= Walter Hawkesworth =

Walter Hawkesworth (c. 1573 – 1606) was an English playwright and actor, and briefly was secretary of the ambassador to Spain.

==Life==
Hawkesworth is thought to have been the son of John Hawkesworth, an attorney in the Exchequer of Pleas and a member of the Hawkesworth family of Hawkesworth, Yorkshire. He matriculated as a pensioner of Trinity College, Cambridge on 30 March 1588, was elected a scholar in 1589 (gaining BA in 1592, and MA 1595), was admitted a minor fellow in October 1593, and a major fellow in April 1595.

He became known as a writer and actor of comedies; he introduced to England the Italian commedia erudita as source material. His play Labyrinthus, in Latin, is based on La cintia by Giambattista della Porta. It was performed at Trinity College in March 1603, and is thought to have been performed before James I in the 1620s, during a visit by the King to Cambridge. Leander, also in Latin, is thought to have been written by Hawkesworth.
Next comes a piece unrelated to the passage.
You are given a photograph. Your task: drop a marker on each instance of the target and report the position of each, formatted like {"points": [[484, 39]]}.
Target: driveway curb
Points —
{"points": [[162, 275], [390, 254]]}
It was performed at Trinity College in 1598, and in 1603 on the day after Labyrinthus. Hawkesworth played the principal roles in both of these plays. They were evidently popular, as several manuscript copies of the plays survive.

About Michaelmas 1605, Hawkesworth resigned his fellowship, and travelled to Spain as secretary of Sir Charles Cornwallis, who had been appointed ambassador in Madrid earlier in the year. He was soon sent back to England on a special mission by Cornwallis, who wrote to the earl of Salisbury that Hawkesworth left him "with a body weak, and a mind not very strong". In March 1606 he returned to Spain, with instructions from the council. He died of the plague at Cornwallis's house in Madrid in September 1606. He was unmarried, and had no children. In his will he named Edward Goldingham, who played the role of Hawkesworth's servant in Labyrinthus, as his sole heir and executor.